I personally think it will grow fine considering I grow it with success and I use the same bulbs. If you really are worried and font want to chance it, than you can't go wrong with DHG. That will grow even under low light. Two geisemann midday bulbs over that tank is a considerable amount of light. Glosso should carpet just fine.

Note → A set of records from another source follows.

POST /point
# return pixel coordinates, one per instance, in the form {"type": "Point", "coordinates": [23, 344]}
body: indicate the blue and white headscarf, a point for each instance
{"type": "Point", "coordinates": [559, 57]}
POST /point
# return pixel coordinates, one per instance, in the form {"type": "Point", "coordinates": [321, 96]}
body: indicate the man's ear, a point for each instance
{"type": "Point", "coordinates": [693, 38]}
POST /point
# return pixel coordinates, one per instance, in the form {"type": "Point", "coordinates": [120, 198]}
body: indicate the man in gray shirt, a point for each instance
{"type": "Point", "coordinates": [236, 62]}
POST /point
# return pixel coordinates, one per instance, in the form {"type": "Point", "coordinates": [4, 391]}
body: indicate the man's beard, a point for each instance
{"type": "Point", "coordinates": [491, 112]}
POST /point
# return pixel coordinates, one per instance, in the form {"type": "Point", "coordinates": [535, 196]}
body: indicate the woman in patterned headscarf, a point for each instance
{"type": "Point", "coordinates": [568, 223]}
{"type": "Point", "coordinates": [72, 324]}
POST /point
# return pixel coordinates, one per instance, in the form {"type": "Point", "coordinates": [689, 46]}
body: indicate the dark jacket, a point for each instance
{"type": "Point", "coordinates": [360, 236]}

And I'm sure the discus won't care what foreground plant you use lol.


----------



## Yankee (Jan 12, 2013)

You may want to add one more t5 or a Finnex Ray II to ensure you'll be able to grow glosso. It likes a lot of CO2 as well. I'd suggest you start the carpet dry first to get the roots established and then you can flood it. When you flood it let the water be around 79 degrees and slowly adapt the plant to the higher temperatures (maybe add 1 degree every few days). I agree, glosso + discus looks amazing and I plan on doing the same in a 75g. Currently I'm growing glosso in a 10 and its relatively CO2 demanding but grows great if you can keep the lights and CO2 in check.


----------



## HybridHerp (May 24, 2012)

I grew glosso with just hi-lighting and soil.....no co2, not even yeast co2

And I now have more of it than I know what to do with.


----------



## DOJOLOACH23 (Oct 27, 2016)

Would Glosso due well with injected CO2, 40 breeder, finnex ray2, ei estimate ferts, and fluorite sand?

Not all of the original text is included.